Red Hat cache move sparks standards spat
IDG News Service - By introducing a Java specification for its own Infinispan data grid technology, open-source software provider Red Hat has generated a lively debate within the ranks of the JCP (Java Community Process) over the best way to add distributed caching to enterprise Java.
If implemented in the next version of JEE (Java Enterprise Edition), Red Hat's specification could reduce the need for separate Java distributed caches, such as Oracle's Coherence, VMware's GemStone or Terracotta's open-source Ehcache, argued Craig Muzilla, vice president and general manager of Red Hat's middleware business.
"What we're proposing here is similar [to those products], but it will be a standard, and integrated with Java EE," he said.
But while many in the Java enterprise community agree that a distributed in-memory cache is needed, not everyone thinks that Red Hat's approach is the best solution.
"While trying to appear beneficial to the community, Red Hat is actually pulling a very self-beneficial move--get their product out in front of the community," said Amit Pandey, CEO of Terracotta. "They are trying to pull a fast one."
On Thursday, Red Hat submitted to the JCP (Java Community Process) an as-of-yet-unnumbered JSR (Java Specification Request) that describes the data cache, in hopes the body will include the technology in Java Enterprise Edition 7, due next year.
The work is based off of the company's still-experimental open-source Infinispan data grid distributed cache software.
Like other distributed data caches, Infinispan solves the problem of "input/output bottlenecks going to and from the database," Muzilla explained. With Infinispan, "you can load up the entire database in memory, and relate to that data through an object-relational format. The application does not need to continually go back to the database."

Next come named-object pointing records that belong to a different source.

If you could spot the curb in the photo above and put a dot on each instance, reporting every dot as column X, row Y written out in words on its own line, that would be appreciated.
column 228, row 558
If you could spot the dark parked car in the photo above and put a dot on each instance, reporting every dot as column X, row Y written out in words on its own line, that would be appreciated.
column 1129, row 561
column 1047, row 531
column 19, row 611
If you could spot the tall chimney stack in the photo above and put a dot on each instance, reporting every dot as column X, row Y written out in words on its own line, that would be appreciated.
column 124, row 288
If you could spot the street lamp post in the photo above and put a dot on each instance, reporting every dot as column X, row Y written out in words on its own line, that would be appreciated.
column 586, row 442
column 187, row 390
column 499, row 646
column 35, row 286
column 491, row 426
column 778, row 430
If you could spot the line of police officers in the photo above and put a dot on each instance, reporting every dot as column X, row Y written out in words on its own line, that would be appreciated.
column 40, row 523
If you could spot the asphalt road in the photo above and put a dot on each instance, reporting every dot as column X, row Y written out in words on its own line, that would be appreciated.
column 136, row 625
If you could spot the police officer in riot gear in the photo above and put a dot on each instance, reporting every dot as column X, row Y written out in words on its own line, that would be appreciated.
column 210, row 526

The need for such caches has been growing, especially in the burgeoning field of cloud computing, Muzilla explained. And the enterprise Java community has indicated as much.

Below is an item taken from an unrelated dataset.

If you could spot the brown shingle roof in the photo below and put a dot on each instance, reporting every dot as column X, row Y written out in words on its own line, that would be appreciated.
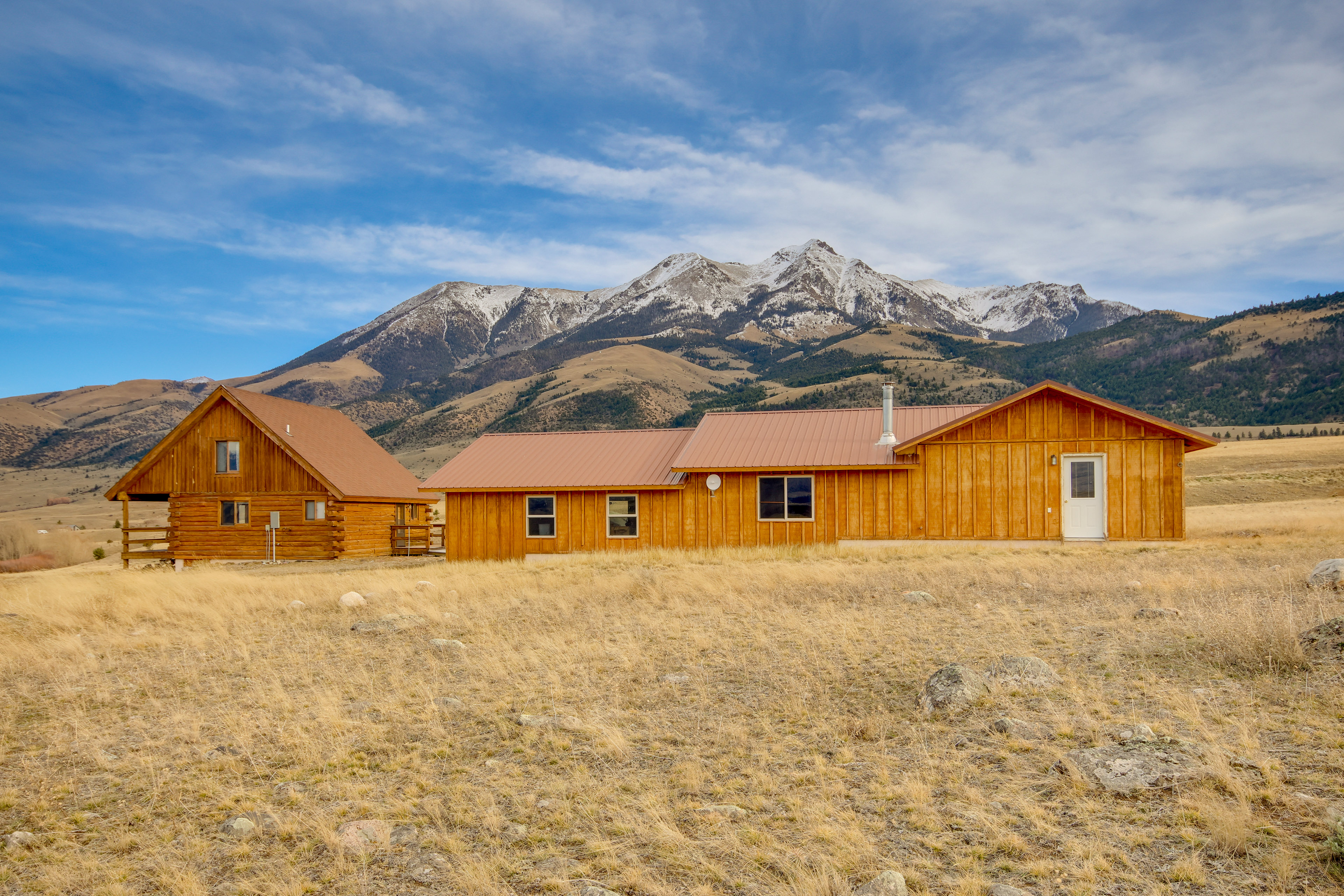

"We have been using cache for a decade in all the layers of our architecture. We know how to make caches, so why not specify them[?]" Antonio Goncalves, a developer who is part of the JCP's Java EE 6 expert group, wrote in a much-discussed online "wish-list" of features that he felt should be included in Java EE 7.
Red Hat, however, was not the only organization to have responded to Goncalves. Another group, consisting of engineers from Terracotta, Oracle and even Red Hat, has been working to update JSR-107, an older, once-dormant draft standard for a Java cache.
Despite it never being fully adopted in Java EE, JSR-107 has influenced the design of Java cache products from companies like Terracotta and Oracle. Now that work on that specification has started again, Terracotta is working on an implementation of JSR-107 for its flagship Ehcache software.